Based on its market investigation, the Commission found that the merger would not significantly reduce competition in the markets where their activities overlap within the EEA.
In particular, the Commission focused its investigation on potential competition between the parties’ marketed and pipeline products, and it found that the transaction would not lead to either the:
*discontinuation, delay or re-orientation of the parties’ ongoing and overlapping lines of research or pipeline projects. The parties’ activities target different segments of patients, and they are not substitutable since they do not have the same mode of action and concern different lines of treatment; or
*loss of innovation resulting from a structural reduction of the overall level of innovation, given that there is a significant number of players engaged in research & development activities in the broader oncology space and, more specifically, in ADCs, an area in which Pfizer wishes to grow.

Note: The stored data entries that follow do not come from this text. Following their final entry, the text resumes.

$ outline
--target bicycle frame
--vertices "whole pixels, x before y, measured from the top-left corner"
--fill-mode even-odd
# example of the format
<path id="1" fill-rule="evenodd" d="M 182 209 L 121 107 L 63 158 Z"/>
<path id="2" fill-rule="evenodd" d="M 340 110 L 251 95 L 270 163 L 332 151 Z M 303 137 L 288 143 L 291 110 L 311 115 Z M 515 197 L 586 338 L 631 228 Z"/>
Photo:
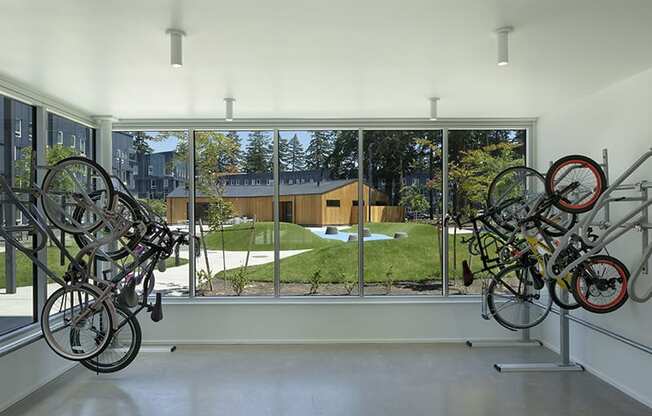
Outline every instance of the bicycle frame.
<path id="1" fill-rule="evenodd" d="M 611 184 L 611 186 L 609 186 L 609 188 L 607 188 L 605 192 L 600 196 L 593 209 L 561 238 L 559 246 L 557 246 L 555 249 L 555 252 L 551 256 L 550 260 L 548 261 L 548 265 L 546 266 L 547 276 L 552 278 L 559 278 L 559 276 L 563 276 L 566 273 L 569 273 L 577 265 L 586 261 L 590 256 L 597 254 L 607 245 L 611 244 L 628 231 L 641 226 L 649 225 L 646 224 L 645 221 L 647 220 L 647 210 L 650 206 L 652 206 L 652 199 L 643 201 L 641 198 L 612 197 L 612 194 L 616 191 L 623 190 L 623 182 L 650 158 L 652 158 L 652 149 L 644 153 L 638 160 L 636 160 L 636 162 L 634 162 L 630 168 L 628 168 L 618 179 L 616 179 L 613 184 Z M 637 184 L 637 186 L 641 187 L 641 189 L 652 188 L 652 184 L 647 182 L 642 182 Z M 628 187 L 627 189 L 632 188 Z M 621 219 L 619 219 L 614 224 L 606 224 L 607 228 L 595 241 L 587 241 L 588 235 L 590 233 L 589 228 L 598 212 L 607 207 L 609 203 L 615 201 L 641 201 L 642 204 L 637 208 L 629 210 Z M 556 264 L 560 254 L 563 250 L 575 242 L 581 242 L 583 245 L 588 247 L 588 250 L 579 258 L 568 264 L 563 270 L 559 270 L 558 273 L 555 273 L 554 265 Z M 650 288 L 642 296 L 639 296 L 636 293 L 636 281 L 643 273 L 643 270 L 645 269 L 651 256 L 652 245 L 649 245 L 643 252 L 641 260 L 636 265 L 634 273 L 631 275 L 628 282 L 627 290 L 629 297 L 635 302 L 646 302 L 652 298 L 652 288 Z"/>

Moreover, the Commission found that the transaction was unlikely to have negative impact on prices, given that the parties’ offerings are differentiated and complementary and that the markets for the treatment of the various cancer types examined are sufficiently competitive. The Commission therefore concluded that the proposed merger would not raise competition concerns and cleared the transaction unconditionally.
Companies and Products
Pfizer, headquartered in the US, is a pharmaceutical company active worldwide in the research, development, manufacturing, and marketing of innovative medicines. Pfizer is organised around six key business areas. Pfizer’s oncology business includes brands of biologics, small molecules, immunotherapies, and biosimilars across a wide range of cancers.
Seagen, headquartered in the US, is a biotechnology company that develops and commercializes targeted therapies to treat cancer. Seagen focus particularly on the development of a type of cancer therapy known as ADCs. ADCs are made up of an antibody chemically linked to a cytotoxic agent (the payload), enabling the payload to target specific cancer cells whose receptors or proteins bind with the antibody.

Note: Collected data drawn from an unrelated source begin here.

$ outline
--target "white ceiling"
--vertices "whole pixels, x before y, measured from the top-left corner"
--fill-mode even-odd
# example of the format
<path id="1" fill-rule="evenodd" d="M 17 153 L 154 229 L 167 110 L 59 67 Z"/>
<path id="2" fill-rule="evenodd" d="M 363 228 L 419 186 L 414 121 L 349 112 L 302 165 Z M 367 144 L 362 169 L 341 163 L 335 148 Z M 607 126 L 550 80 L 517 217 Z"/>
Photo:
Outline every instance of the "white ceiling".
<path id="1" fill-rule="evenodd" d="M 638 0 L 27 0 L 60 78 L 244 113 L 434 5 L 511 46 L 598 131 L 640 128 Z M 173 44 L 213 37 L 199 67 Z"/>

Merger Control rules and Procedures
The transaction was notified to the Commission on 14 September 2023. The transaction was notifiable only in Germany, Austria, and Cyprus. The parties requested the Commission to review the transaction pursuant to Article 4(5) of the EU Merger Regulation that allows the Commission, upon parties’ request, to review transactions without an EU dimension but that are notifiable in at least three Member States.
The Commission has the duty to assess mergers and acquisitions involving companies with a turnover above certain thresholds (see Article 1 of the EU Merger Regulation) and to prevent concentrations that would significantly impede effective competition in the EEA or any substantial part of it. The vast majority of notified mergers do not pose competition problems and are cleared after a routine review. From the moment a transaction is notified, the Commission generally has a total of 25 working days to decide whether to grant approval (Phase I) or to start an in-depth investigation (Phase II).